Making matters worse, a recent report from Statistics Norway projects that investments in Norway’s energy sector will dwindle over the next decade.

Clearly, Norway needs a new industrial strategy. In a recent report, we outline how it could use the technical and financial resources of its petroleum sector to become a “green giant.” But phasing out petroleum extraction and moving in a greener direction won’t happen on its own. The challenge calls for bold but carefully calibrated public sector action. The government cannot micromanage the process, because that would stifle innovation.

Instead, the government should set a clear direction by making early-stage high-risk investments that will later draw in private actors. In Norway’s case, a green industrial strategy should direct the country’s considerable state-owned financial resources toward investments in a new domestic industrial base centered on green energy technologies.

For starters, Norway has yet to channel the resources of the world’s largest sovereign wealth fund toward the green transition. To the contrary, Norway’s Statens Pensjonsfond Utland is one of the largest investors in some of the world’s most devastating fossil fuel projects currently being planned or already under development. A recent report warns that 12 of these projects alone would use up three-quarters of the world’s remaining carbon budget, making it exceedingly difficult to limit global warming to 1.5 degrees Celsius.

The pension fund currently operates under fiscal rules mandating that its petroleum revenues be transferred into an oil fund and invested abroad. The proceeds are then phased into the domestic economy at an annual average rate of 3 percent of the fund’s holdings.

This policy invention has proved effective at limiting the inflationary pressure from oil extraction while providing the government with an extra source of revenue. But what Norway needs now is patient long-term finance to support economic diversification. Because the current fiscal framework allows for large public investments to be kept outside the normal government budget, it is exacerbating the country’s Dutch disease by creating a petroleum-determined path dependency.

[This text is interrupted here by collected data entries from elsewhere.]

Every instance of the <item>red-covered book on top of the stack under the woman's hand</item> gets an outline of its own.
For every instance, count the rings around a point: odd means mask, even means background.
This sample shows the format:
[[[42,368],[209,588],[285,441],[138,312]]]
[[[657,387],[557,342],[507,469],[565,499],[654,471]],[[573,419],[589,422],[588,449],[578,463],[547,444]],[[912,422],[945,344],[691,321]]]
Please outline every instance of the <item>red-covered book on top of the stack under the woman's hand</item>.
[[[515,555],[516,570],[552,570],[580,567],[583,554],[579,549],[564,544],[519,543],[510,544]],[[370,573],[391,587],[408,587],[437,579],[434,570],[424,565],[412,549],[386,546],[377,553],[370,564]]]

It doesn’t have to be this way. The pension fund could be transformed into a powerful mission-oriented investor with both a domestic and global presence. Rather than using petroleum revenues to recapitalize the oil fund, this cash flow could be directed into a new public Green Investment Bank, whose work could be coordinated with that of other public funds and agencies working on the green transition.

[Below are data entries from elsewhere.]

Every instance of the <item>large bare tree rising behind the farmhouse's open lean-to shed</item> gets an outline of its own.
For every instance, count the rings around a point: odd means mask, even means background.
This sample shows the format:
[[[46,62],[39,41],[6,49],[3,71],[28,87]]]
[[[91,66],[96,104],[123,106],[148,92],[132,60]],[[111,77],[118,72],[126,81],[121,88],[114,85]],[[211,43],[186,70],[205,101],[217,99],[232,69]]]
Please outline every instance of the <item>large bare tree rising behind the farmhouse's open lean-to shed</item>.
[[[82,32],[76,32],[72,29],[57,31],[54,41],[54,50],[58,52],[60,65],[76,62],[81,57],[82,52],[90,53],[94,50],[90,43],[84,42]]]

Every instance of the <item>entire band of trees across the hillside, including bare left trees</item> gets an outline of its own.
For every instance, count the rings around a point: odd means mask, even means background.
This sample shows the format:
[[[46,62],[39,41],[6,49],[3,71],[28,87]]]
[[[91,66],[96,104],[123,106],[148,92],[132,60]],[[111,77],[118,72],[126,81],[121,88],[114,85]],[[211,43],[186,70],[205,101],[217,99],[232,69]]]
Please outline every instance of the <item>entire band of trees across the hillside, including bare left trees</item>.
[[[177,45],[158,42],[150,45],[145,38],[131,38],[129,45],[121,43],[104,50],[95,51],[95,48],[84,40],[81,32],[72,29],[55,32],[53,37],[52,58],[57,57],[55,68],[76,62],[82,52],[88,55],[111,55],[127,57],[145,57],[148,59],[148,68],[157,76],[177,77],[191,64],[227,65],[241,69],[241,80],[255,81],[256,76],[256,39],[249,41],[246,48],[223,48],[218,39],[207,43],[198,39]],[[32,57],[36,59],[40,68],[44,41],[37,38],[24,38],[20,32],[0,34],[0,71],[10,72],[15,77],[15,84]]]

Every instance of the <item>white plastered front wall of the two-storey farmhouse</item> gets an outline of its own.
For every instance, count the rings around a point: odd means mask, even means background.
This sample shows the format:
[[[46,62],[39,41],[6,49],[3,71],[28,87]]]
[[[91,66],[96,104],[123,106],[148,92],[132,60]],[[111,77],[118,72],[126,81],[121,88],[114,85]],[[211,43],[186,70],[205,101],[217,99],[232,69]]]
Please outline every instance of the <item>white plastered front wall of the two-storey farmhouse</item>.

Norway’s national innovation system is characterized by a significant share of public ownership. Notably, the Norwegian state owns 67 percent of the Norwegian petroleum industry’s flagship company, Equinor. But while Norwegian state-owned companies once played a key role in creating the industrial ecosystem for petroleum production, they have failed to step back into this role to lead the green transition. Rather than reinvesting its earnings in renewable energy, Equinor announced in 2019 that it would spend $5 billion by 2022 buying back its own shares.

The COVID-19 shock has demonstrated the risks associated with depending too much on volatile energy markets. While the Danish energy giant Orsted has shrugged off the pandemic and continued its decade-old shift to renewables, Equinor has had to cut dividends and take on more debt to keep its commitment to shareholders in the face of insufficient revenues.

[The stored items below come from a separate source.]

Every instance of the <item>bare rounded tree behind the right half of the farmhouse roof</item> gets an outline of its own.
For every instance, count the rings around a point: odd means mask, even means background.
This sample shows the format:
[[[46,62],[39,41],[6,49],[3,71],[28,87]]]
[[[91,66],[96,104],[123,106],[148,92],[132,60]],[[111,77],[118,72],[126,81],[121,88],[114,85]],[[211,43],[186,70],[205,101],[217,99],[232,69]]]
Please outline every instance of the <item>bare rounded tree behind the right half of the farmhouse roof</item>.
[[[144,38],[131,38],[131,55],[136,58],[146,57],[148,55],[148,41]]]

Like its peer in Denmark, Equinor should become a mission-oriented energy giant. That means removing the pressure on its management to distribute earnings among shareholders by restoring its status as a fully state-owned company focused on the country’s economic future.


Mariana Mazzucato and Rainer Kattel 
Mariana Mazzucato, professor in the economics of innovation and public value at University College London, is founding director of the UCL Institute for Innovation and Public Purpose. Rainer Kattel is deputy director and professor of innovation and public governance at the institute. -- Ed.